El mayor problema físico de México es el agua. El mayor problema de salud es la desnutrición aguda de cientos de miles y la obesidad de millones. El mayor problema social es la inseguridad. El mayor problema político, la corrupción.
Hay más conciencia pública de los dos últimos; asociándolos, con razón. Pero no siempre se presentan juntos. La corrupción ha sido permanente, la inseguridad intermitente. En el Porfiriato y el sexenio de Miguel Alemán hubo seguridad, a pesar de la corrupción, porque el poder central no permitía la delincuencia no autorizada.
La destrucción del centralismo en los últimos sexenios ha sido buena para la democracia, pero desperdigó el poder delincuente, ya sin control presidencial.
La corrupción sólo es posible cuando una persona representa los intereses de otra, y la democracia representativa multiplicó las oportunidades.
Contra la corrupción se han intentado muchas cosas. Su permanencia ha dado lugar a interpretaciones fáciles: Que es una consecuencia de la pobreza, lo cual ignora que hay millones de mexicanos pobres y decentes. O que es parte de la cultura nacional, otra idea tonta.
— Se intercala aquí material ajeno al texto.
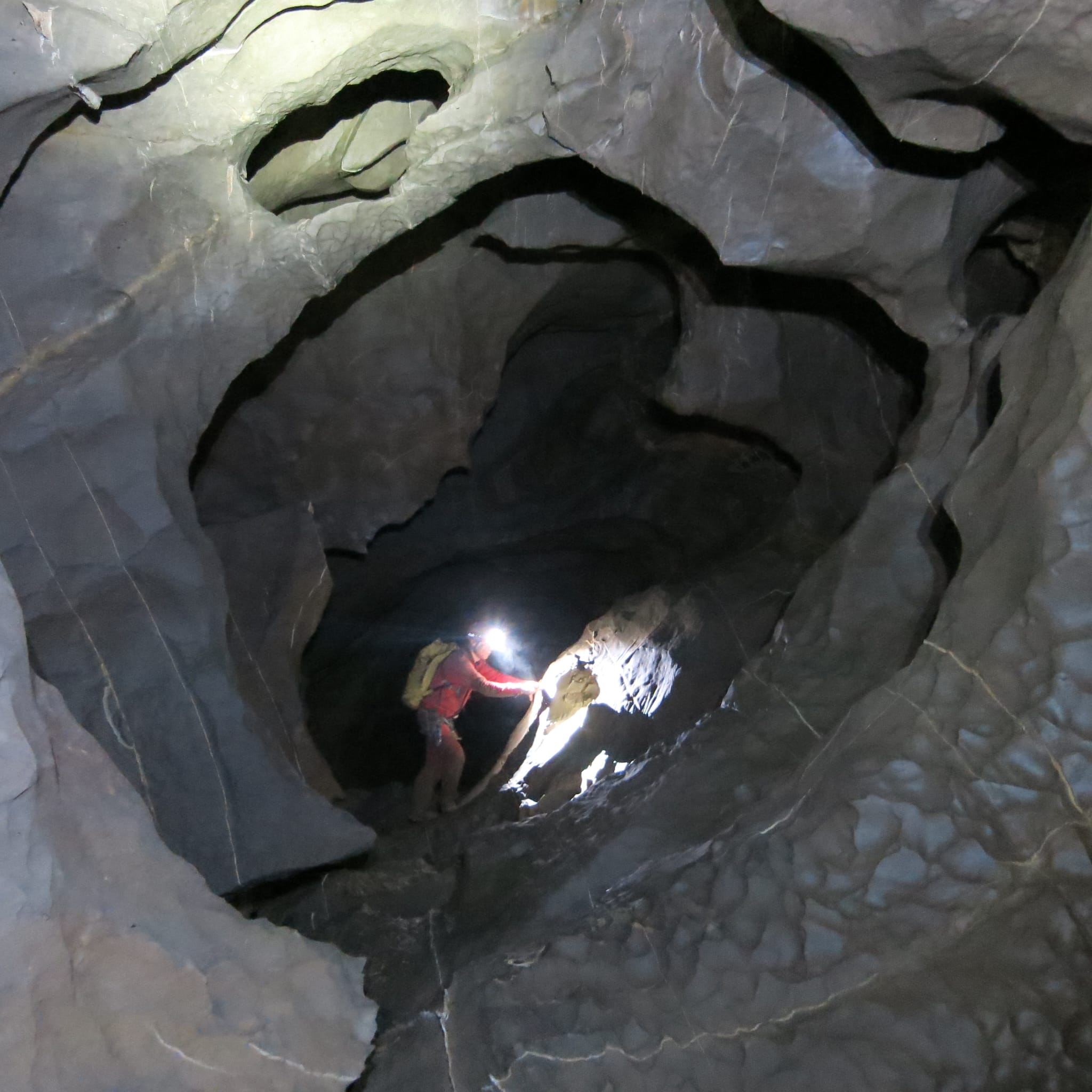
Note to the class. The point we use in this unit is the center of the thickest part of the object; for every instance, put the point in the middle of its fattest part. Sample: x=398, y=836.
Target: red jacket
x=458, y=677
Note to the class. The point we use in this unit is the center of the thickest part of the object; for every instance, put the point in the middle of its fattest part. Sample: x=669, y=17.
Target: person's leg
x=424, y=786
x=428, y=778
x=451, y=769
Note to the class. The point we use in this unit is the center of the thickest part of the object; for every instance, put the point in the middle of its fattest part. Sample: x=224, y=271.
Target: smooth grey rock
x=1029, y=52
x=119, y=968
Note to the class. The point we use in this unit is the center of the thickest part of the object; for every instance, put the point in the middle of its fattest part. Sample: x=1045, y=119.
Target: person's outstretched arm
x=497, y=684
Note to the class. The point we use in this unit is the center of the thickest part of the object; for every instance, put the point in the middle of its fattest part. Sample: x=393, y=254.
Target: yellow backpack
x=424, y=670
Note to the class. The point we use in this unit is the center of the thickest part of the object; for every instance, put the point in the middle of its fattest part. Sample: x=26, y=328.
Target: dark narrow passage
x=612, y=459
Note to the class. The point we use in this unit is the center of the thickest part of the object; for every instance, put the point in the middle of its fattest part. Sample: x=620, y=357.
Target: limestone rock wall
x=118, y=967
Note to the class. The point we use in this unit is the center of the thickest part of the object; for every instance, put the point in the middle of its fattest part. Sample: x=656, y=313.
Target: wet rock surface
x=784, y=384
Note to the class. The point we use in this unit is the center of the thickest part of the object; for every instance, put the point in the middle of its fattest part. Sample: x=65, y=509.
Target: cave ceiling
x=741, y=350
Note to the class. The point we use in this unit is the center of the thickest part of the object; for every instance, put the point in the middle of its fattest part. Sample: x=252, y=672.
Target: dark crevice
x=312, y=123
x=947, y=541
x=701, y=425
x=78, y=109
x=657, y=234
x=806, y=66
x=990, y=403
x=301, y=7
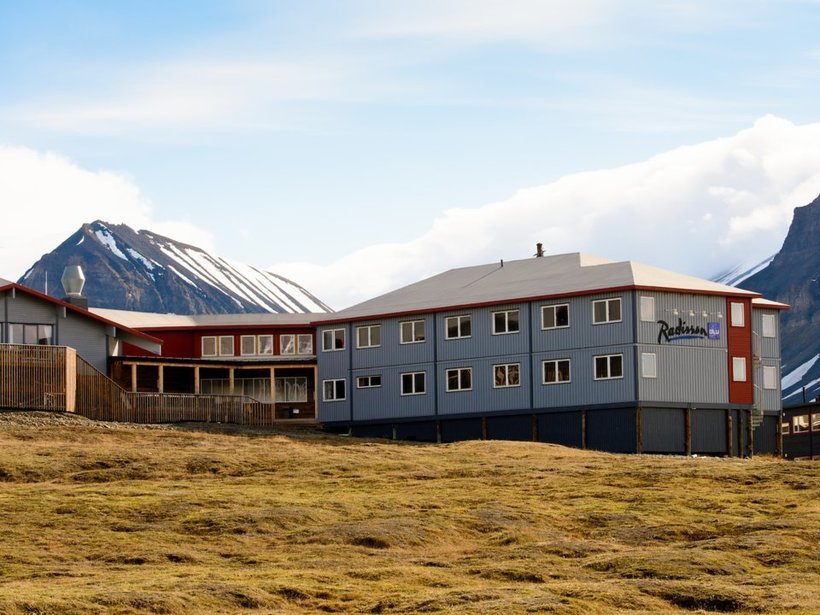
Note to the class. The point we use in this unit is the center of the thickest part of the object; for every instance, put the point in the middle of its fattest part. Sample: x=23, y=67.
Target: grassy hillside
x=101, y=518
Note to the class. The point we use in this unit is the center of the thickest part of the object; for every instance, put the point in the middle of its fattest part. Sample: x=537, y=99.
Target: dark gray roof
x=533, y=278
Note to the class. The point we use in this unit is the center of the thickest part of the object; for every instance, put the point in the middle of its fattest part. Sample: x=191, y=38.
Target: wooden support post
x=583, y=429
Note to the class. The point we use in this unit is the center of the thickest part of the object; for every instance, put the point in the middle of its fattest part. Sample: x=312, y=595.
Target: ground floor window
x=31, y=334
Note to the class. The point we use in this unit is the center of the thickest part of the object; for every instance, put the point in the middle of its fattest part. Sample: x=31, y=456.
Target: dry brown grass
x=117, y=520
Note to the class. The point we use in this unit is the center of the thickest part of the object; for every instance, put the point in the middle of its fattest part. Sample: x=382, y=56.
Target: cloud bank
x=46, y=197
x=697, y=209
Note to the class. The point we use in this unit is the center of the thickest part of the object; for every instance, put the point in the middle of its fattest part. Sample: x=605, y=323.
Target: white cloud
x=46, y=197
x=697, y=209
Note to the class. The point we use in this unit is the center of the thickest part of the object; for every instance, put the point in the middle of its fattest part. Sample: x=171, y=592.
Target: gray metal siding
x=663, y=430
x=484, y=397
x=482, y=342
x=583, y=389
x=685, y=374
x=386, y=401
x=689, y=309
x=581, y=333
x=87, y=337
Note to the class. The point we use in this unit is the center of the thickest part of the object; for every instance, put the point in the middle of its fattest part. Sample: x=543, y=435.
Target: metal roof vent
x=73, y=281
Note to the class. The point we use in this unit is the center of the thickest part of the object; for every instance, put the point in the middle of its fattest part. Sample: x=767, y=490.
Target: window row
x=554, y=371
x=459, y=327
x=257, y=345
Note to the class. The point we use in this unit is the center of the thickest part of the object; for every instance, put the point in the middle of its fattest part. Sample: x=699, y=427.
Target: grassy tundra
x=119, y=519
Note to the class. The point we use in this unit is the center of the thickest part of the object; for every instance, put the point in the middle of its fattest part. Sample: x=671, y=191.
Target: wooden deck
x=55, y=378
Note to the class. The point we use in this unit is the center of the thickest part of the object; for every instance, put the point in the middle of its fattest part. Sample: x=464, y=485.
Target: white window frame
x=607, y=316
x=506, y=320
x=334, y=396
x=739, y=369
x=770, y=377
x=649, y=365
x=212, y=340
x=373, y=381
x=461, y=374
x=260, y=344
x=331, y=335
x=768, y=325
x=556, y=363
x=253, y=350
x=737, y=314
x=609, y=358
x=304, y=344
x=287, y=344
x=647, y=308
x=413, y=388
x=460, y=320
x=222, y=340
x=504, y=369
x=554, y=309
x=412, y=325
x=365, y=335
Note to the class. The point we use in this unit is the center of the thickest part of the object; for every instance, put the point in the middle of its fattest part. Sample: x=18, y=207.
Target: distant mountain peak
x=145, y=271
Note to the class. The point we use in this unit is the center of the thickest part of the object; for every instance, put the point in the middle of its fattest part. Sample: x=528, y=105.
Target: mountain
x=793, y=277
x=144, y=271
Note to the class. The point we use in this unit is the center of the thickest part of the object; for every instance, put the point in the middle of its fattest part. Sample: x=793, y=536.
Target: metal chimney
x=73, y=281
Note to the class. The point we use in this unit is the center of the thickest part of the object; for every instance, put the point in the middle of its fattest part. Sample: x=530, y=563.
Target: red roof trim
x=584, y=293
x=35, y=293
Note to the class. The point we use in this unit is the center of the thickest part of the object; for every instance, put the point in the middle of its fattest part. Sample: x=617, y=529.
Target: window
x=333, y=339
x=333, y=390
x=555, y=316
x=507, y=375
x=368, y=382
x=800, y=424
x=739, y=369
x=293, y=389
x=265, y=344
x=286, y=344
x=649, y=365
x=609, y=367
x=413, y=383
x=769, y=326
x=737, y=314
x=304, y=343
x=457, y=326
x=31, y=334
x=556, y=371
x=460, y=379
x=769, y=377
x=247, y=344
x=368, y=336
x=209, y=346
x=505, y=322
x=226, y=345
x=648, y=309
x=412, y=331
x=606, y=310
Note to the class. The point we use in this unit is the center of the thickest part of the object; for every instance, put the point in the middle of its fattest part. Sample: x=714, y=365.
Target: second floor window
x=368, y=336
x=505, y=322
x=458, y=326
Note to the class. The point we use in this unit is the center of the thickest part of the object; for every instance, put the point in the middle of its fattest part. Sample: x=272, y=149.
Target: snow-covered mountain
x=143, y=271
x=792, y=276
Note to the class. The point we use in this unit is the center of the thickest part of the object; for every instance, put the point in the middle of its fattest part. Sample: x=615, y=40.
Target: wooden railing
x=42, y=378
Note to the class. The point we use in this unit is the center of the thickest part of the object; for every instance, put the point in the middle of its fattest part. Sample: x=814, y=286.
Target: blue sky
x=319, y=137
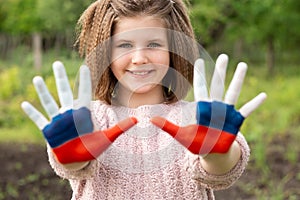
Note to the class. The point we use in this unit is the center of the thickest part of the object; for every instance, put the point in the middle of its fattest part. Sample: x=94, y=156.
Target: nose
x=139, y=56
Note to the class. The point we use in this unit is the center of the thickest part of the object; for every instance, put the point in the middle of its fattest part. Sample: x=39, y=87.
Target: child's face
x=140, y=56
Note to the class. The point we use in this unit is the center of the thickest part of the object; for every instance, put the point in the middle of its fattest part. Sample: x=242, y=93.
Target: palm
x=217, y=120
x=69, y=131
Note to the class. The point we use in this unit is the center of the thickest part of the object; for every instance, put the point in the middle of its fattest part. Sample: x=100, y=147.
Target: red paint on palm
x=197, y=138
x=90, y=146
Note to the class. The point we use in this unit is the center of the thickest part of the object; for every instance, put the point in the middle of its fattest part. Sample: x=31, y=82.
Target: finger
x=121, y=127
x=235, y=86
x=165, y=125
x=45, y=97
x=63, y=87
x=200, y=85
x=34, y=115
x=249, y=107
x=218, y=79
x=85, y=87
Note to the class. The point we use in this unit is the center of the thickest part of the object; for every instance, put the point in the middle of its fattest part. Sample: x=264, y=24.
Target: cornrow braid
x=97, y=24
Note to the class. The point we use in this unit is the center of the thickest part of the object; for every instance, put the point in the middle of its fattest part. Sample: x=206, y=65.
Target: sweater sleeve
x=84, y=173
x=218, y=182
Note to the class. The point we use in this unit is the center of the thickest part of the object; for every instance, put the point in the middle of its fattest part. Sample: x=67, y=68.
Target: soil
x=26, y=174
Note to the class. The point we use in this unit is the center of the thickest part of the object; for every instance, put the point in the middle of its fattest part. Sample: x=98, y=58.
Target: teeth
x=140, y=73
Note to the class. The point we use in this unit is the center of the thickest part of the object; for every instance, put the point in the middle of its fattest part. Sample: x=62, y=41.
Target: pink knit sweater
x=145, y=162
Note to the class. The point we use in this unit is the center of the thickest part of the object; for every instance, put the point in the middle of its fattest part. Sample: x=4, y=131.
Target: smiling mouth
x=140, y=73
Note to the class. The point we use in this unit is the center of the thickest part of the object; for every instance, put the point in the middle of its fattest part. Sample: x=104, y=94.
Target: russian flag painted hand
x=217, y=120
x=72, y=139
x=70, y=131
x=216, y=128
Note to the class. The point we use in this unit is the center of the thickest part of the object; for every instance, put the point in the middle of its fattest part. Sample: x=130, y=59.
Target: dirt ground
x=26, y=174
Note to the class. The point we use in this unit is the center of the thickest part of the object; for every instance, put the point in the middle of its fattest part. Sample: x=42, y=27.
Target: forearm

La corrupción fue una solución política a la guerra civil. En el siglo XIX, la clase política (dividida entre liberales y conservadores) era más honesta que la clase política actual. Pero no estaba dispuesta a discutir y ponerse de acuerdo en un régimen deseable para México. Liberales y conservadores luchaban por imponer sus convicciones, y preferían matarse que escucharse.
Esto terminó cuando un liberal conservador se impuso como Jefe del Estado y acabó con la discusión y con la matazón. Porfirio Díaz daba a escoger entre el enjuague o la represión: “pan o palo”.
El reparto pacífico del queso (al margen de la ley, pero sujeto al Supremo Árbitro) terminó con las guerras civiles del siglo XIX y también del XX. La corrupción fue el sistema político mexicano del Porfiriato y del PRI.
Pero la “solución” (antes aceptada por la sociedad) se volvió inaceptable. La sociedad ha pasado de tener conciencia pública a intervenir con diversas iniciativas. Se ha topado con una resistencia feroz o disimulada, pero sigue avanzando. Por primera vez en la historia de México, la sociedad se ha vuelto más moderna que sus gobiernos.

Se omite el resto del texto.